Glioblastoma cells from different parts of the same tumor behave completely differently — undermining standard drug testing approaches

Glioblastoma (GBM) is the most lethal brain tumor, notorious for resisting treatment. A major reason is intratumoral heterogeneity — different parts of the tumor can be biologically distinct. This study directly characterized this heterogeneity by taking multiple MRI-guided biopsies from different tumor regions in six GBM patients and growing cell cultures from each.

The researchers found that neurosphere cultures derived from different regions of the same tumor showed dramatically divergent phenotypes — different growth rates, drug sensitivities, and ability to accumulate 5-ALA (a fluorescent dye used to visualize cancer cells during surgery). This means that drug screening performed on a single tumor biopsy — the standard approach — likely misses therapeutic vulnerabilities present in other tumor regions, and may overestimate or underestimate drug effectiveness.

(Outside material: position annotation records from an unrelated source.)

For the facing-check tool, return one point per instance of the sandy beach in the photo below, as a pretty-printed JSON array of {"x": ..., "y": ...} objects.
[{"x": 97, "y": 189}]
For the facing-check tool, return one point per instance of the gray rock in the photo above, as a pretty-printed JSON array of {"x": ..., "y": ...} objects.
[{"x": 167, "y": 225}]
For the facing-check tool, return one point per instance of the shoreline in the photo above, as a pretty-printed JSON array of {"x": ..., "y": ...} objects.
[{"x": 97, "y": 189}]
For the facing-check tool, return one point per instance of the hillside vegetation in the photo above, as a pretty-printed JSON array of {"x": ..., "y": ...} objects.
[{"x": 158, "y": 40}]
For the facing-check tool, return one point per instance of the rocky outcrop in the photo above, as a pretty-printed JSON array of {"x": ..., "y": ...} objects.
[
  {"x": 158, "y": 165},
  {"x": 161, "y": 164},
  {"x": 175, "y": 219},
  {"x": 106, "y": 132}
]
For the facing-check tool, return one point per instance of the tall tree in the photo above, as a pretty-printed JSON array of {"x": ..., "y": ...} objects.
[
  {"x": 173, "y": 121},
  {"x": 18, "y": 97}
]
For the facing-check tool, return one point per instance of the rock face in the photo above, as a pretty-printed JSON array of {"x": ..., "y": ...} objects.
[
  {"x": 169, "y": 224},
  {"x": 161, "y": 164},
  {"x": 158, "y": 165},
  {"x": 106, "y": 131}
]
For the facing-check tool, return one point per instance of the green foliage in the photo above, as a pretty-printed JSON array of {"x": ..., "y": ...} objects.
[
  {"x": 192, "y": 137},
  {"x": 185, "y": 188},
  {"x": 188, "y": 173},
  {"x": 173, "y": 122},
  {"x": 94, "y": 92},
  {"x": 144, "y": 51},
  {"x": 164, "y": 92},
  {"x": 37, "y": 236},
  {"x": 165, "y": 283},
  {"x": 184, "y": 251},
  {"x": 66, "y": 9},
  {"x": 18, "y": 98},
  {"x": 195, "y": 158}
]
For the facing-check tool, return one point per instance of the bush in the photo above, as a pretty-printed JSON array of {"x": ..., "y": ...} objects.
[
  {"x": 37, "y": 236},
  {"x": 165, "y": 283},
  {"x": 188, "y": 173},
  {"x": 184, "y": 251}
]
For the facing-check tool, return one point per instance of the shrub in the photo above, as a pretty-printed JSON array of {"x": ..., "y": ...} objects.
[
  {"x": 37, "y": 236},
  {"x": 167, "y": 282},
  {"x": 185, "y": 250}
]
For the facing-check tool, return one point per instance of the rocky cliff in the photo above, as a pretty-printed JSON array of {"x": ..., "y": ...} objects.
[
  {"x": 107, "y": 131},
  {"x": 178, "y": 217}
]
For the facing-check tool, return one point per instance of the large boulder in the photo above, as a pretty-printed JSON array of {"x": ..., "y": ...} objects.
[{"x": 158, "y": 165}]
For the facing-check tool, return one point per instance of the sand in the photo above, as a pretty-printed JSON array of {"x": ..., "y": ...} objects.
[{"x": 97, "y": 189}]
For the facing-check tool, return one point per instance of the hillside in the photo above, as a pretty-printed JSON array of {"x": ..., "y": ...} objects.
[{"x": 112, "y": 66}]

The findings reinforce the case for multi-region sampling in GBM clinical trials and suggest that treatment strategies need to account for spatial heterogeneity to be effective.

Key Findings

  • Neurosphere cultures from different regions of the same GBM tumor show divergent phenotypes
  • Distinct regions varied in proliferative capacity, drug sensitivity, and 5-ALA accumulation
  • 40 biopsies from 6 patients and 30 corresponding cultures demonstrated reproducible spatial divergence
  • Standard single-biopsy drug screening does not capture the full biological landscape of GBM
  • MRI-guided multi-region sampling enabled systematic profiling of spatial tumor heterogeneity

Implications

These results argue strongly for multi-region biopsy approaches in GBM research and potentially clinical trials. Single-biopsy drug screening results should be interpreted cautiously. Future GBM treatment strategies may need to target multiple tumor subpopulations simultaneously to achieve durable responses.

Caveats

Preprint, not peer reviewed. Small cohort (n=6 patients). In vitro neurosphere cultures may not fully reflect in vivo tumor biology. Clinical implications for treatment planning need prospective validation. Summary based on abstract only.